Thursday 11 February 2016

Salamander skin for surgery repairs? A group of Buffalo investors thinks so – via Herp Digest


By Stephen T. Watson | News Staff Reporter |Buffalo News
on January 29, 2016 - 9:03 AM

A group of Buffalo-based investors has put $1 million into a startup company in Florida that is creating novel medical products made from the skin of a Mexican salamander known for the ability to regenerate lost limbs and other body parts.

The products in development by NeXtGen Biologics show promise in the field of post-surgery wound treatment and the initial approval from federal regulators could come by the end of this year, said Mark Hamister, chairman and CEO of the Hamister Group.

“We think this product will eventually replace surgical mesh,” he said.

Hamister is one of the founders of Buffalo Capital, formed to bring investment opportunities to the attention of its members. Scott E. Friedman, an attorney who is chairman and CEO of the Lippes Mathias Wexler Friedman law firm, typically identifies the potential investments, Hamister said.

In addition to Hamister and Friedman, the investors include: Jerry Jacobs Jr., co-CEO of Delaware North; Dr. Elad Levy, a neurosurgeon; Brian J. Lipke, former chairman of Gibraltar Industries; Buffalo attorney Gerald Lippes; and Ted Pierce, a Florida-based investor whose family owned the former Niagara Envelope Co.

Friedman initially was contacted about NeXtGen. The company explores uses for medical products made from the skin of the Mexican axolotl – pronounced ACK-suh-LAH-tuhl – salamander. It was formed in Gainesville, Fla., in April 2014 by CEO Jonelle Toothman and Jamie Grooms, and relies on the work of researcher Ryanne Early, according to the Gainesville Sun.

The company is working on a soft-tissue-healing mesh, based on the skin of the axolotl, which can regenerate its skin and limbs. The mesh would be used in surgeries such as abdominal and hernia repair, dermal replacement or a heart graft, the newspaper reported.
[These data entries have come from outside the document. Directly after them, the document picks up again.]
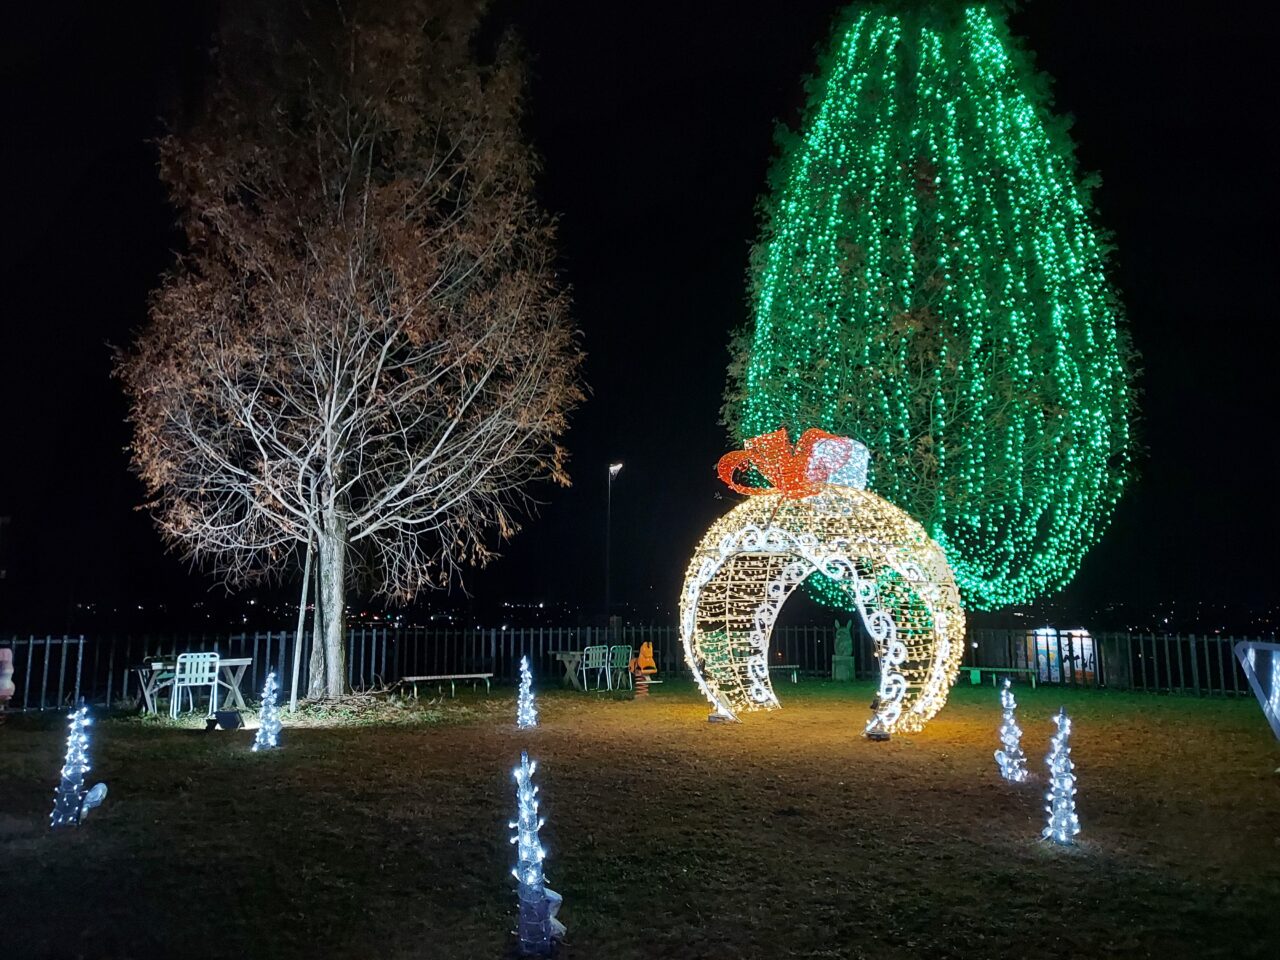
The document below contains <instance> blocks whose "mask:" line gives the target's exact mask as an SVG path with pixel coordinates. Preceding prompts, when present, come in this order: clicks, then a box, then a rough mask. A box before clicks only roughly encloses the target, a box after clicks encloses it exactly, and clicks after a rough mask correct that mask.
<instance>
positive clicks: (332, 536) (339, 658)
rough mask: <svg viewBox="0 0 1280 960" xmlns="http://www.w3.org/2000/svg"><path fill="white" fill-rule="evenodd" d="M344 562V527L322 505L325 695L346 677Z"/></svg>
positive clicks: (332, 510)
mask: <svg viewBox="0 0 1280 960" xmlns="http://www.w3.org/2000/svg"><path fill="white" fill-rule="evenodd" d="M346 564H347V529H346V526H344V524H343V521H342V518H340V517H338V515H337V512H335V511H334V509H333V508H329V509H325V517H324V532H323V534H321V535H320V596H321V599H323V603H324V667H325V673H324V681H325V696H342V695H343V694H344V692H346V691H347V677H346V673H347V671H346V657H344V653H346V652H344V648H346V639H347V637H346V634H347V630H346V616H344V614H346V607H344V599H346V598H344V595H343V593H344V588H346Z"/></svg>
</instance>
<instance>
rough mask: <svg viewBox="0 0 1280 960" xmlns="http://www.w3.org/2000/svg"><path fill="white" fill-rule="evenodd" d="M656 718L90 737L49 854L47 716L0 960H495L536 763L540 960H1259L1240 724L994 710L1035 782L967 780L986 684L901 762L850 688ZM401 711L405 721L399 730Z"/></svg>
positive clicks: (561, 717) (1189, 700) (466, 708)
mask: <svg viewBox="0 0 1280 960" xmlns="http://www.w3.org/2000/svg"><path fill="white" fill-rule="evenodd" d="M659 691H660V692H658V694H657V695H654V696H653V698H650V699H649V700H635V701H627V700H607V699H603V700H602V699H596V698H594V696H593V695H582V694H576V695H571V694H566V692H559V691H556V692H548V694H544V695H541V696H540V699H539V707H540V709H541V721H543V724H541V726H540V727H539V728H538V730H534V731H527V732H520V731H517V730H515V726H513V723H512V718H513V694H512V691H509V690H508V691H497V690H495V691H494V694H493V696H492V698H488V699H486V698H485V696H484V695H483V694H481V695H460V698H458V699H457V700H444V701H443V703H439V701H438V703H433V704H429V705H425V707H424V709H422V710H421V712H417V713H402V714H399V717H398V718H399V722H398V723H390V724H361V723H348V724H344V726H328V727H325V726H310V727H305V728H303V727H294V728H285V731H284V737H283V742H284V748H283V749H282V750H278V751H275V753H271V754H252V753H250V750H248V744H250V741H251V739H252V733H251V732H246V731H238V732H234V733H227V732H218V733H211V735H205V733H204V732H200V731H195V730H180V728H173V727H169V726H166V724H164V723H159V722H143V721H140V719H104V721H100V722H99V723H96V724H95V727H93V733H92V736H93V741H92V753H93V763H95V769H93V773H92V780H91V781H90V782H93V781H96V780H105V781H106V782H108V783H109V786H110V796H109V797H108V801H106V804H105V805H104V806H102V808H100V809H99V810H95V812H93V813H92V814H91V817H90V819H88V820H87V822H86V824H84V826H83V827H81V828H79V829H78V831H64V832H60V833H58V835H51V833H50V832H49V829H47V817H49V810H50V806H51V797H52V788H54V786H55V783H56V778H58V777H56V774H58V769H59V767H60V764H61V751H63V746H64V742H63V727H61V726H60V724H61V717H45V718H41V719H29V718H9V719H8V721H5V722H4V723H3V724H0V956H3V957H5V960H9V959H13V960H18V959H19V957H40V959H45V957H49V959H56V960H63V959H70V957H86V959H90V960H93V959H97V957H174V959H175V960H177V959H178V957H193V959H196V960H204V959H206V957H207V959H209V960H219V959H221V957H237V959H243V957H300V959H302V957H306V959H307V960H320V959H323V957H378V960H396V959H399V957H404V959H408V957H466V959H471V957H477V959H479V957H504V956H511V955H512V954H513V937H512V934H511V931H512V929H513V924H515V919H513V918H515V896H513V893H512V888H511V878H509V874H508V869H509V867H511V861H512V854H513V850H512V847H511V845H509V844H508V842H507V836H508V829H507V822H508V819H509V818H511V817H512V813H513V805H515V797H513V783H512V780H511V768H512V765H513V763H515V762H516V760H518V756H520V750H521V748H527V749H529V750H530V754H531V755H532V756H534V758H535V759H538V760H539V771H538V782H539V785H540V787H541V800H543V812H544V814H545V817H547V819H548V823H547V827H545V828H544V831H543V838H544V842H545V845H547V847H548V868H547V873H548V877H549V879H550V884H552V886H553V887H556V888H557V890H558V891H559V892H561V893H563V896H564V908H563V911H562V919H563V920H564V922H566V923H567V925H568V941H567V943H566V945H564V947H563V950H562V951H561V956H563V957H571V959H573V960H608V959H609V957H625V959H628V960H630V959H635V960H639V959H640V957H645V959H649V957H705V959H708V960H736V959H739V957H741V959H744V960H746V959H753V960H754V959H759V960H765V959H771V960H772V959H774V957H808V959H809V960H819V959H820V960H828V959H835V957H915V956H932V957H980V959H983V960H986V959H987V957H1088V959H1091V960H1092V959H1093V957H1102V956H1125V957H1129V956H1133V957H1235V959H1240V957H1274V956H1275V955H1276V954H1275V950H1276V943H1277V942H1280V774H1277V773H1276V772H1275V771H1276V767H1277V765H1280V749H1277V745H1276V742H1275V741H1274V740H1272V737H1271V733H1270V731H1268V728H1267V726H1266V723H1265V722H1263V719H1262V716H1261V712H1260V710H1258V707H1257V704H1256V703H1253V701H1245V700H1240V701H1224V700H1197V699H1174V698H1158V696H1149V695H1121V694H1103V692H1071V691H1061V690H1043V689H1042V690H1039V691H1030V690H1025V689H1023V690H1019V691H1018V692H1019V701H1020V714H1019V716H1020V722H1021V726H1023V730H1024V731H1025V736H1024V745H1025V746H1027V751H1028V754H1029V756H1030V760H1032V763H1030V767H1032V769H1033V772H1034V780H1033V782H1030V783H1028V785H1020V786H1011V785H1007V783H1005V782H1004V781H1001V780H1000V777H998V776H997V772H996V767H995V763H993V760H992V750H995V749H996V746H997V745H998V744H997V740H996V727H997V726H998V722H1000V712H998V704H997V699H996V694H995V691H993V690H992V687H989V686H987V687H980V689H973V687H969V686H968V685H961V686H959V687H957V689H956V690H955V692H954V695H952V699H951V703H950V704H948V705H947V708H946V709H945V710H943V713H942V714H941V716H940V717H938V718H937V719H936V721H934V722H933V723H932V724H931V726H929V727H928V730H927V731H925V732H924V733H920V735H918V736H914V737H902V739H896V740H893V741H891V742H888V744H873V742H869V741H865V740H863V739H860V737H859V736H858V735H859V732H860V728H861V721H863V719H864V717H865V705H867V703H868V701H869V699H870V687H869V686H867V685H858V686H852V687H850V686H844V687H837V686H835V685H831V684H817V682H810V684H801V685H799V686H791V685H790V684H780V685H778V691H780V695H781V696H782V699H783V709H782V710H780V712H774V713H772V714H753V716H750V717H748V719H746V722H744V723H741V724H737V726H722V724H709V723H707V722H705V717H707V707H705V703H704V701H703V700H701V699H700V698H699V696H698V695H696V692H695V691H694V690H692V687H691V686H681V685H677V684H668V685H664V686H663V687H659ZM424 704H425V701H424ZM1059 704H1065V705H1066V708H1068V712H1069V713H1070V714H1071V716H1073V721H1074V737H1073V758H1074V759H1075V762H1076V773H1078V774H1079V778H1080V780H1079V797H1078V801H1079V808H1078V809H1079V813H1080V819H1082V822H1083V824H1084V832H1083V833H1082V835H1080V841H1082V844H1080V846H1079V847H1076V849H1073V850H1064V849H1059V847H1053V846H1051V845H1047V844H1043V842H1041V841H1038V840H1037V837H1038V835H1039V828H1041V827H1042V824H1043V813H1042V808H1043V803H1042V797H1041V795H1042V792H1043V763H1042V759H1043V755H1044V751H1046V746H1047V741H1048V737H1050V735H1051V732H1052V723H1051V722H1050V714H1051V713H1053V712H1055V710H1056V709H1057V707H1059Z"/></svg>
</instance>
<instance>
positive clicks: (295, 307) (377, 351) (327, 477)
mask: <svg viewBox="0 0 1280 960" xmlns="http://www.w3.org/2000/svg"><path fill="white" fill-rule="evenodd" d="M481 14H483V4H476V3H468V1H467V0H453V1H452V3H449V1H445V3H440V1H433V3H421V4H412V3H411V4H404V3H401V4H394V3H385V4H376V3H355V4H353V3H347V1H346V0H344V3H343V4H340V5H338V4H332V5H328V6H326V5H324V4H320V5H317V6H316V8H314V9H311V8H307V6H305V5H302V4H296V3H284V4H268V5H265V6H264V5H260V4H252V5H251V4H246V5H244V6H243V9H238V10H234V13H233V17H232V18H230V19H229V20H228V23H227V24H225V26H224V28H223V31H221V35H220V37H219V47H218V52H216V55H215V60H216V79H215V82H214V84H212V91H211V93H210V96H209V99H207V102H206V104H205V106H204V109H202V110H201V111H200V115H198V118H197V119H196V120H193V122H191V123H188V124H186V125H184V127H183V128H180V129H177V131H174V132H173V133H172V134H170V136H166V137H164V138H163V140H161V141H160V173H161V177H163V179H164V183H165V184H166V187H168V189H169V193H170V197H172V201H173V204H174V206H175V207H177V209H178V210H179V211H180V224H182V228H183V230H184V233H186V241H187V248H186V252H184V253H183V255H182V256H180V257H179V260H178V262H177V264H175V266H174V268H173V270H172V271H170V273H169V274H168V275H166V276H165V279H164V282H163V284H161V285H160V288H159V289H157V291H156V292H155V294H154V297H152V301H151V307H150V321H148V324H147V325H146V326H145V329H142V330H141V332H140V334H138V337H137V339H136V342H134V344H133V347H132V348H131V349H128V351H125V352H122V353H120V355H119V357H118V362H116V374H118V376H119V378H120V380H122V383H123V387H124V390H125V393H127V396H128V399H129V402H131V413H129V417H131V421H132V424H133V428H134V440H133V445H132V457H133V466H134V468H136V470H137V472H138V475H140V476H141V479H142V481H143V484H145V485H146V490H147V494H148V500H147V504H146V506H147V507H148V508H150V509H151V511H152V512H154V516H155V518H156V522H157V524H159V526H160V529H161V531H163V532H164V535H165V538H166V539H168V540H169V541H170V543H172V544H173V545H175V547H177V548H178V549H180V550H182V552H183V553H184V554H187V556H189V557H191V558H193V559H196V561H198V562H202V563H204V564H206V566H209V567H211V568H212V570H214V571H216V572H218V573H219V575H221V576H223V577H224V579H225V580H227V582H228V584H230V585H241V584H244V582H250V581H253V580H256V579H262V577H271V576H276V577H279V576H284V575H287V573H288V572H291V571H292V570H293V568H294V564H297V563H298V558H300V557H301V556H302V553H303V552H306V550H307V549H308V545H315V549H316V557H317V563H319V572H320V600H321V602H320V604H319V609H320V612H321V613H320V617H319V625H317V626H319V632H320V634H321V635H323V639H324V640H323V644H320V643H317V644H316V648H317V649H321V650H323V671H320V669H315V668H314V669H312V681H311V689H310V694H311V695H312V696H316V695H328V696H338V695H340V694H342V692H343V685H344V668H343V635H344V616H343V609H344V603H343V602H344V591H346V588H347V585H348V584H351V582H352V581H353V577H355V576H357V575H358V576H361V579H362V580H365V579H367V582H371V584H372V585H375V589H378V590H379V591H380V593H383V594H385V595H388V596H390V598H394V599H401V600H403V599H407V598H411V596H413V595H415V594H416V593H417V591H420V590H422V589H425V588H439V586H444V585H447V584H449V582H451V580H452V579H453V577H454V576H456V575H457V573H458V572H460V571H461V570H462V568H463V567H466V566H468V564H481V563H484V562H485V561H488V559H489V558H490V557H492V556H493V553H492V550H493V544H494V541H495V540H500V539H504V538H507V536H511V535H512V534H513V532H515V531H516V530H517V529H518V516H520V515H521V513H522V508H525V507H527V499H529V495H530V494H529V488H530V484H531V483H534V481H539V480H552V481H554V483H558V484H567V483H568V476H567V474H566V452H564V449H563V447H562V445H561V443H559V438H561V436H562V434H563V431H564V429H566V416H567V415H568V413H570V411H572V410H573V407H575V406H576V404H577V403H579V402H580V401H581V399H582V388H581V385H580V380H579V376H580V364H581V353H580V349H579V340H577V335H576V333H575V329H573V326H572V325H571V323H570V319H568V314H567V307H568V300H567V294H566V291H564V288H563V287H562V285H561V284H559V283H558V282H557V278H556V274H554V270H553V259H554V230H553V224H552V221H550V219H549V218H548V216H547V215H545V214H544V212H543V211H541V210H540V209H539V206H538V205H536V202H535V200H534V196H532V182H534V174H535V173H536V169H538V160H536V156H535V154H534V151H532V150H531V148H530V146H529V145H527V143H526V142H525V140H524V137H522V133H521V128H520V122H521V97H522V82H524V70H522V65H521V61H520V56H518V51H517V49H516V46H515V45H513V44H512V42H509V41H504V42H499V44H497V46H495V49H494V50H493V51H490V52H489V55H488V56H480V55H479V54H477V52H476V49H477V47H476V35H477V28H479V27H480V18H481ZM312 666H314V667H315V666H316V659H314V660H312Z"/></svg>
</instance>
NeXtGen outsources the raising and harvesting of the salamanders to the University of Kentucky, according to Hamister and the Sun.

Hamister said the group was drawn to NeXtGen and its products because this was an area without a lot of competition, it was a product that filled a real need, it could improve people’s lives, it had enormous potential for growth and it could provide a high return on their investment.

“We thought the product was extremely novel,” he said.

The members invested with NeXtGen directly and not through Buffalo Capital, he said.

They provided $1 million of the $1.28 million raised in this round, the third round of fundraising brought in by NeXtGen since the startup’s founding. NeXtGen has raised just under $3 million in all, Hamister said.

In addition to their investment, Hamister and Levy took seats on the board of the company.
If all goes well, the U.S. Food and Drug Administration could approve the first NeXtGen products for use in humans by the end of this year, and the first products could be available for commercial use by the first half of 2017, Hamister said.